Eleven Days in Hell: The 1974 Carrasco Prison Siege at Huntsville, Texas
vol. 3: North Texas Crime and Criminal Justice Series
- Violet Crown Book Award for best nonfiction, from the Writers' League of Texas, 2005
August, 2004
Published
360
Pages
40 illus. Notes. Bib. Index.
Features
About Harper's Eleven Days in Hell
From one o’clock on the afternoon of July 24, 1974, until shortly before ten o’clock the night of August 3, eleven days later, one of the longest hostage-taking sieges in the history of the United States took place in Texas’ Huntsville State Prison. The ringleader, Federico (Fred) Gomez Carrasco, the former boss of the largest drug-running operation in south Texas, was serving life for assault with intent to commit murder on a police officer. Using his connections to smuggle guns and ammunition into the prison, and employing the aid of two other inmates, he took eleven prison workers and four inmates hostage in the prison library. Demanding bulletproof helmets and vests, he planned to use the hostages as shields for his escape.

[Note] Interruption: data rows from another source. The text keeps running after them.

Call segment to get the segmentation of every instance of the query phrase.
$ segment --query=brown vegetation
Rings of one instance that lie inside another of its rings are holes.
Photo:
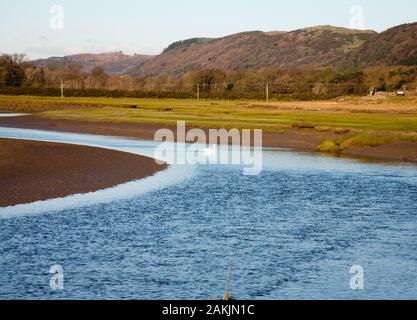
[[[183,75],[202,69],[227,71],[328,66],[376,35],[331,26],[292,32],[244,32],[218,39],[190,39],[169,46],[161,55],[135,68],[149,77]]]
[[[417,64],[417,23],[388,29],[348,53],[339,62],[344,68]]]

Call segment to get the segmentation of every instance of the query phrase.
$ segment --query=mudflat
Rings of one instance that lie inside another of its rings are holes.
[[[113,150],[0,139],[0,207],[106,189],[165,168]]]

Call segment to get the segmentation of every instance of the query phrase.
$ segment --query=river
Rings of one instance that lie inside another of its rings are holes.
[[[147,141],[0,137],[152,156]],[[0,208],[2,299],[417,298],[417,167],[265,150],[263,171],[170,166],[95,193]],[[61,265],[64,289],[51,290]],[[364,270],[352,290],[350,268]]]

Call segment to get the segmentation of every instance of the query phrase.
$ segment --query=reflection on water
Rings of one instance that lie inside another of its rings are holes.
[[[0,136],[154,148],[4,128]],[[273,150],[263,163],[255,177],[239,166],[182,167],[143,192],[124,185],[93,194],[97,201],[33,206],[43,214],[0,209],[9,215],[0,219],[0,298],[220,298],[229,262],[239,299],[417,297],[414,166]],[[49,289],[54,264],[64,268],[63,291]],[[349,287],[352,265],[365,270],[363,291]]]
[[[0,117],[20,117],[20,116],[26,116],[26,113],[12,113],[12,112],[0,112]]]

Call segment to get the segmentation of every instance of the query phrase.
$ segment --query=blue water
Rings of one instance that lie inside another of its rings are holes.
[[[152,154],[150,142],[0,128]],[[143,181],[0,208],[0,298],[416,299],[417,168],[284,150],[264,170],[172,166]],[[52,265],[64,289],[49,287]],[[364,290],[349,283],[365,271]]]

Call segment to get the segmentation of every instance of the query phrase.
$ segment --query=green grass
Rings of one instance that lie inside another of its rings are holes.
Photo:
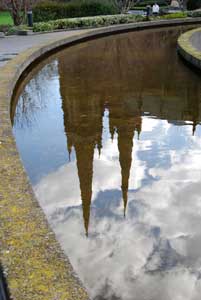
[[[175,12],[172,14],[167,14],[164,16],[161,16],[161,19],[178,19],[178,18],[186,18],[187,12]]]
[[[8,11],[0,11],[0,25],[13,25],[13,20]]]

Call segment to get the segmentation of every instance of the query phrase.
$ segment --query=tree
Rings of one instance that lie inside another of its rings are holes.
[[[182,9],[186,9],[187,2],[188,2],[187,0],[178,0],[179,6]]]
[[[115,3],[122,14],[126,13],[132,5],[137,4],[139,2],[140,0],[115,0]]]
[[[194,10],[201,8],[201,0],[188,0],[187,9]]]
[[[29,9],[29,0],[1,0],[2,6],[10,11],[13,22],[16,26],[22,24],[25,20],[27,9]]]

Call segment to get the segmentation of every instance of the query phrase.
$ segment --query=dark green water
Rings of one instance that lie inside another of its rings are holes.
[[[73,46],[19,90],[22,160],[95,300],[200,299],[201,77],[183,30]]]

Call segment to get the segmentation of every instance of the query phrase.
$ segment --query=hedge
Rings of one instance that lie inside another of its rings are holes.
[[[159,6],[168,6],[171,3],[171,0],[142,0],[136,3],[137,7],[146,7],[147,5],[154,5],[157,2]],[[132,6],[135,9],[135,5]]]
[[[88,28],[88,27],[101,27],[114,24],[124,24],[144,21],[145,17],[136,15],[113,15],[113,16],[98,16],[98,17],[85,17],[85,18],[70,18],[59,19],[49,22],[35,23],[33,31],[53,31],[59,29],[72,29],[72,28]]]
[[[117,14],[112,0],[72,0],[70,2],[42,1],[33,7],[34,22]]]
[[[201,8],[201,0],[188,0],[187,2],[187,9],[194,10]]]
[[[188,17],[192,17],[192,18],[199,18],[201,17],[201,9],[188,11],[187,15]]]

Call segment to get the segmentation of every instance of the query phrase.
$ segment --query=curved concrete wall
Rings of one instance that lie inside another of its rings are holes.
[[[0,72],[0,261],[14,300],[81,300],[87,292],[74,273],[35,199],[19,157],[10,121],[13,91],[41,56],[62,46],[129,30],[201,23],[166,20],[83,30],[28,49]]]
[[[188,63],[201,70],[201,28],[182,34],[178,38],[177,48]]]

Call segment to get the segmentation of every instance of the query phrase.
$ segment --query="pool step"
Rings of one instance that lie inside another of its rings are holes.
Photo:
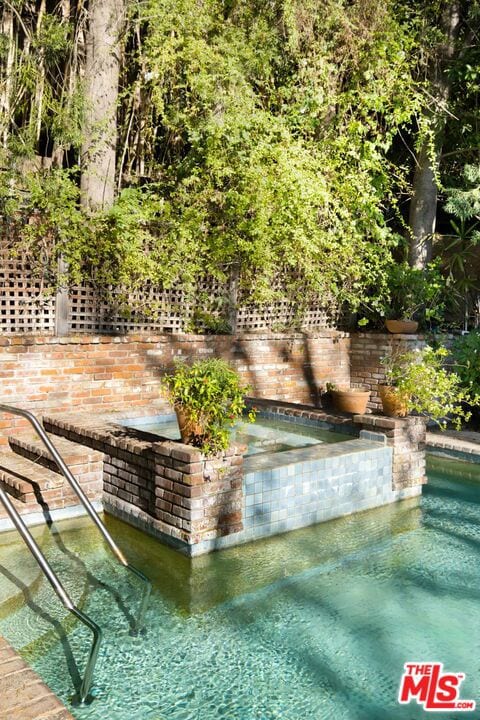
[[[35,505],[41,501],[55,500],[61,497],[64,484],[62,475],[52,472],[14,452],[0,453],[0,482],[9,494],[21,503]]]
[[[71,472],[92,500],[103,489],[103,453],[66,438],[51,436]],[[0,483],[22,515],[76,506],[79,500],[51,459],[42,441],[31,431],[8,438],[10,450],[0,453]],[[6,513],[0,507],[0,523]]]
[[[8,542],[10,540],[10,542]],[[42,572],[31,555],[19,548],[18,535],[0,534],[0,622],[33,598]]]
[[[49,437],[77,479],[86,479],[85,475],[102,470],[103,453],[58,435],[49,434]],[[10,435],[8,442],[14,453],[48,468],[54,473],[61,474],[45,445],[31,431],[25,430]]]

Negotiations began immediately with prison warden H. H. Husbands and W. J. Estelle, Jr., Director of the Texas Department of Corrections. The Texas Rangers, the Department of Public Safety, and the FBI arrived to assist as the media descended on Huntsville. When one of the hostages suggested a moving structure of chalkboards padded with law books to absorb bullets, Carrasco agreed to the plan. The captors entered their escape pod with four hostages and secured eight others to the moving barricade. While the target was en route to an armored car, Estelle had his team blast it with fire hoses. In a violent end to the standoff, Carrasco committed suicide, one of his two accomplices was killed (the other later executed), and two hostages were killed by their captors.

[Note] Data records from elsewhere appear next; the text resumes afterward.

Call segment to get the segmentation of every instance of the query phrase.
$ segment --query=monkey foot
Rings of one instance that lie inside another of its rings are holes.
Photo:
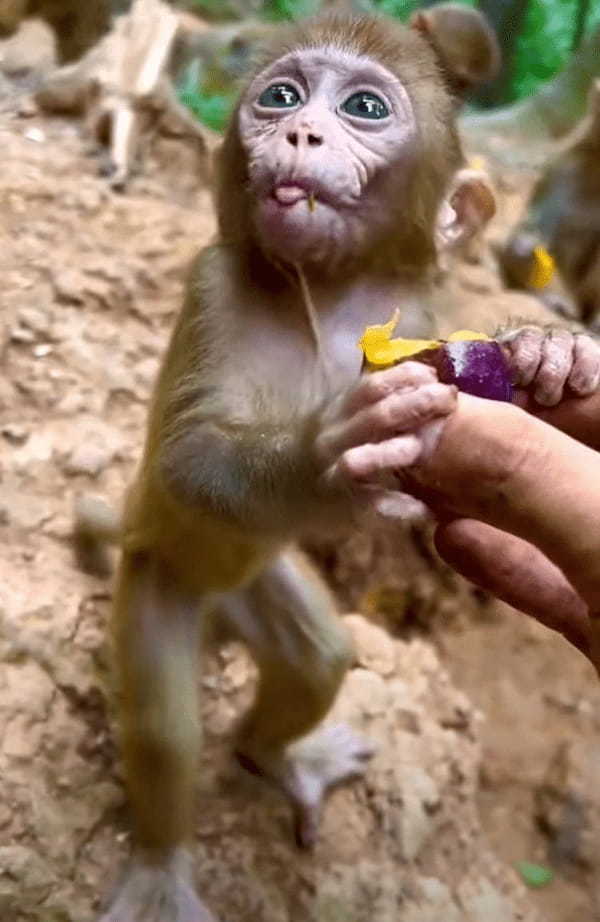
[[[260,760],[238,753],[241,765],[279,787],[294,811],[301,848],[314,845],[323,800],[333,787],[363,775],[374,747],[346,724],[330,724],[292,743],[280,758]]]
[[[162,864],[134,860],[98,922],[217,922],[196,895],[187,855]]]

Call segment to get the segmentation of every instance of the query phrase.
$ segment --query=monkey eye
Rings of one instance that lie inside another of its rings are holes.
[[[268,109],[291,109],[300,101],[300,94],[289,83],[274,83],[258,97],[259,106]]]
[[[364,90],[360,93],[354,93],[342,105],[342,111],[348,115],[354,115],[357,118],[387,118],[390,110],[381,97],[375,93],[366,93]]]

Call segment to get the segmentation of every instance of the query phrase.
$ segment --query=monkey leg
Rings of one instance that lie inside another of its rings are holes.
[[[215,922],[186,851],[200,737],[199,608],[149,555],[124,555],[114,631],[136,850],[100,922]]]
[[[361,775],[373,754],[350,727],[318,726],[352,661],[348,633],[327,587],[298,552],[282,554],[243,593],[229,596],[225,616],[260,670],[238,758],[289,798],[296,839],[308,847],[327,790]]]

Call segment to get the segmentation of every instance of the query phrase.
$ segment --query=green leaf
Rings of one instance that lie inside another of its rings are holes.
[[[541,864],[531,864],[529,861],[520,861],[517,871],[528,887],[545,887],[554,880],[554,873],[550,868]]]

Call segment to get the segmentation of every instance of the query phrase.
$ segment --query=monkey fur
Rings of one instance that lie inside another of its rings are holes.
[[[500,45],[480,10],[462,3],[438,3],[413,13],[410,25],[435,49],[457,105],[481,84],[497,77]]]

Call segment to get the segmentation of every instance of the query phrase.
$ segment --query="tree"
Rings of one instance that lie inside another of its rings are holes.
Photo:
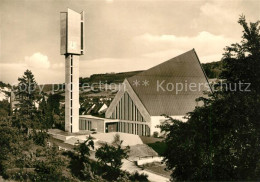
[[[87,140],[85,140],[82,143],[79,143],[75,147],[75,150],[79,153],[79,159],[82,162],[85,162],[89,159],[90,156],[90,148],[94,149],[94,142],[92,140],[93,138],[90,136]]]
[[[120,142],[119,142],[120,141]],[[103,166],[110,166],[116,170],[119,170],[122,166],[122,159],[128,158],[128,152],[130,147],[122,147],[123,141],[115,136],[114,145],[108,145],[107,143],[97,149],[96,158]]]
[[[226,82],[198,99],[204,105],[187,122],[168,117],[171,122],[161,126],[164,160],[175,180],[260,180],[260,27],[244,16],[238,23],[242,41],[226,47],[223,57]]]
[[[33,120],[37,120],[37,110],[35,101],[37,99],[37,83],[34,75],[30,70],[26,70],[24,75],[18,78],[18,91],[19,96],[18,111],[16,113],[16,126],[19,128],[28,128],[33,126]]]
[[[122,159],[128,158],[129,148],[129,146],[122,148],[121,141],[119,145],[113,146],[106,143],[97,149],[95,156],[102,168],[103,178],[113,181],[120,176],[120,168],[123,164]]]
[[[70,161],[70,169],[74,176],[81,180],[93,180],[96,176],[92,172],[92,161],[89,159],[90,150],[94,149],[93,138],[90,136],[84,142],[76,144],[75,152],[67,152]]]

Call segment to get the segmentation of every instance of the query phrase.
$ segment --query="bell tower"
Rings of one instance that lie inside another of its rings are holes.
[[[79,131],[79,57],[84,54],[84,11],[60,13],[60,53],[65,56],[65,131]]]

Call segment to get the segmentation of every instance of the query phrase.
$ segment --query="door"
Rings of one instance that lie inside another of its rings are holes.
[[[106,128],[107,128],[107,133],[117,132],[117,123],[107,123]]]

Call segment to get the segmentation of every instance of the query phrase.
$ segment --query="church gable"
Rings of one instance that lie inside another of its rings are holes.
[[[110,118],[141,122],[144,121],[142,114],[127,92],[124,92]]]
[[[149,122],[149,113],[134,93],[128,81],[125,80],[123,84],[125,87],[116,94],[106,112],[106,118]]]

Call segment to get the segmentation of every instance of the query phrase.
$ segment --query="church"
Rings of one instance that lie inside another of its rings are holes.
[[[123,82],[105,118],[79,116],[79,130],[124,132],[140,136],[160,133],[157,127],[171,116],[184,116],[210,91],[208,79],[194,49],[140,72]]]

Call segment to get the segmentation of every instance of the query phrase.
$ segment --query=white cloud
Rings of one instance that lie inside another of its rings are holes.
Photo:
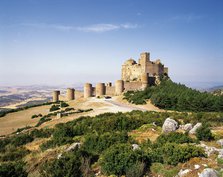
[[[22,26],[29,26],[35,28],[51,28],[60,31],[81,31],[81,32],[108,32],[115,31],[120,29],[135,29],[139,26],[137,24],[124,23],[124,24],[110,24],[110,23],[102,23],[102,24],[93,24],[89,26],[69,26],[69,25],[58,25],[58,24],[45,24],[45,23],[23,23]]]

“A unique story in American correctional history.” —Ben M. Crouch, author of An Appeal to Justice
“None of us who were there for those eleven incredible days will ever forget the tension, the heat, the frustration, and the courage of so many good people, inside and outside that prison. It is a tragedy that two hostages died. It is a miracle all the rest lived.” —Cal Thomas, Fox News
“This author has done a fantastic job in capturing this story. His portrayals of the individuals involved in all aspects of the story are extremely accurate. Although I knew what the ultimate outcome of the story would be, I still turned every page most eagerly.” —Robert E. Wiatt, Director, Texas A&M University Police Dept., and former FBI agent at the siege
“Harper has done a superb job of reporting in this book. He gives us the inside story which none of the reporters actually covering the siege—including me—ever knew.” —Jim Barlow, Houston Chronicle
”[Harper] has assembled the best account written of the 11-day hostage siege… His riveting narrative leaves the reader with a ‘you-were-there’ feeling that brings goose bump-producing memories from those of us who were there.” —Alan L. Bailey, San Antonio Express-News
”[T]his book is the definitive work regarding one of the most dramatic and intense prison standoffs in United States history and should be in every library and museum that addresses this genre.” —Patrick McConal, East Texas Historical Journal
About the Author
WILLIAM T. HARPER spent fourteen years with the Philadelphia Inquirer as reporter, writer, and editor. He has written numerous articles for American Heritage and Focus. For this story he utilized eighty-eight real-time audio tapes of negotiations and interviewed many of the surviving participants. He lives in Bryan, Texas.